要不是櫻田明雪喜歡他院中的池塘,他無論如何都注意不到枝子的存在。

看著貌似惶恐但還是將櫻田護在身後的枝子,禪院直哉唇角勾起一抹玩味兒的笑容。

“枝子,從明天起,到我身邊侍候。”

“是,直哉少爺。”

枝子的聲音很平淡,但櫻田明雪卻能感覺到她被枝子姐姐握住的手正在細微地顫動。

枝子姐姐現在肯定很害怕吧。

表叔本就小氣,聽到枝子姐姐說他壞話,肯定會報復枝子姐姐的。

禪院真人說的對,她真是個害人精,老是連累別人。

櫻田明雪深吸了一口氣,認真地看向枝子姐姐,“枝子姐姐別去,你到五條家來工作吧,家主爺爺很疼我的,他一定會同意的。”

她話音剛落,只覺得手上的力道又加重了。

“枝子姐姐別害怕,我請媽媽把你從表叔那裡要過來。”

櫻田明雪心底也有些虛,倒不是怕她這個刻薄的表叔,而是怕表叔不讓她到禪院家做客,爸爸媽媽沒辦法安心出任務。

可想到好心的枝子姐姐,她沒辦法對她的困境視而不見。

“用不著加茂姐姐開口。”聽到到櫻田明雪搬出了加茂憲嘉,禪院直哉無奈地聳了聳肩,“說得禪院家是甚麼惡霸一樣,如果枝子想去五條家,就儘管離開,我絕不阻攔。”

這話真心實意,他本就從未在意過枝子,剛剛起了一絲興致,也不過是枝子吸引他的手段有點意思,但也僅僅有一點兒,這還是想逗逗櫻田明雪的緣故。

畢竟他平常見得太多了,枝子所使出的手段,甚至都滿足不了他大男子主義的虛榮心。

“謝謝你,明雪小姐。”枝子蹲下身子,視線和櫻田明雪保持一致,“可是我想留在直哉少爺的身邊。”

“為甚麼?”櫻田明雪茫然,來照顧她不比照顧表叔好多了。

還有,她會保護枝子姐姐,不會讓媽媽將她換掉的。

枝子原本只是利用櫻田明雪達到吸引禪院直哉的目的。

可看到這孩子黑白分明的眼睛時,那些編好的藉口全然堵在了嗓子眼兒,反而將真話吐露了出來。

“因為你媽媽太厲害了,我不敢勾引你爸爸。”

“枝子姐姐騙人,你如果真的是這樣想的,那更應該去五條家,我小叔比表叔強多了。”

枝子揉了揉太陽xue。

明雪小姐還真是看得起我呀。

你表叔這麼傻,我都用盡了手段,靠著以身相互,才有了個到他身邊侍候的機會。

你那有著無下限術式的小叔了,我連靠近他都做不到啊。

當然這話是不能說出來的。

她認真地看向櫻田明雪,“因為我愛的是直哉少爺。

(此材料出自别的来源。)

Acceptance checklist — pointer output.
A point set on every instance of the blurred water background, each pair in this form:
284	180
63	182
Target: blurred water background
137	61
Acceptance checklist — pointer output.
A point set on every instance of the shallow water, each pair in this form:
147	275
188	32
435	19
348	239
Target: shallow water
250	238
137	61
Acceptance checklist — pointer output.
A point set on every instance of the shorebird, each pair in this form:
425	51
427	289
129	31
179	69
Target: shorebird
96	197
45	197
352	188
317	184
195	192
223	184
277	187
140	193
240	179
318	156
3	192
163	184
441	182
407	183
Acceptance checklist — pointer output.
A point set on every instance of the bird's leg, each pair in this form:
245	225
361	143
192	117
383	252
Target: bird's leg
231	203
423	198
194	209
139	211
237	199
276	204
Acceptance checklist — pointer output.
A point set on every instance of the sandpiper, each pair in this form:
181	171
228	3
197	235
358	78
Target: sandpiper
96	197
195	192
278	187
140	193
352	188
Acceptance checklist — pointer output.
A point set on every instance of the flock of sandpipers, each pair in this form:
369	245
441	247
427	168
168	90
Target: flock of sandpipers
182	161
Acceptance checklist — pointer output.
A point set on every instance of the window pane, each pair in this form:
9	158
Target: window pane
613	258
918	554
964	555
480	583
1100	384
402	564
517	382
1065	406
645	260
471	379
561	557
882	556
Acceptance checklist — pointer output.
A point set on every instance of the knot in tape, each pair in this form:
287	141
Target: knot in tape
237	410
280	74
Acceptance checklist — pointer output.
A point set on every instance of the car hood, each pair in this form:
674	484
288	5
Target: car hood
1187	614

”

櫻田明雪傻眼了。

直到加茂憲嘉來接她回家,她都不能理解枝子姐姐為甚麼會喜歡刻薄的表叔。

聽說了她的疑惑後,加茂憲嘉冷冷一笑,這個其貌不揚的女人倒是有些手段。

加茂憲嘉的評價並沒有錯。

三年後,禪院直哉成年,枝子成為了他的第一個妾室。

接下來兩年,她生下了禪院直哉的第一個孩子,成為了禪院直哉的側室。

又過了六年,在她容貌開始凋零時,她的孩子覺醒了禪院直毘人這一脈的傳承術式——投射咒法。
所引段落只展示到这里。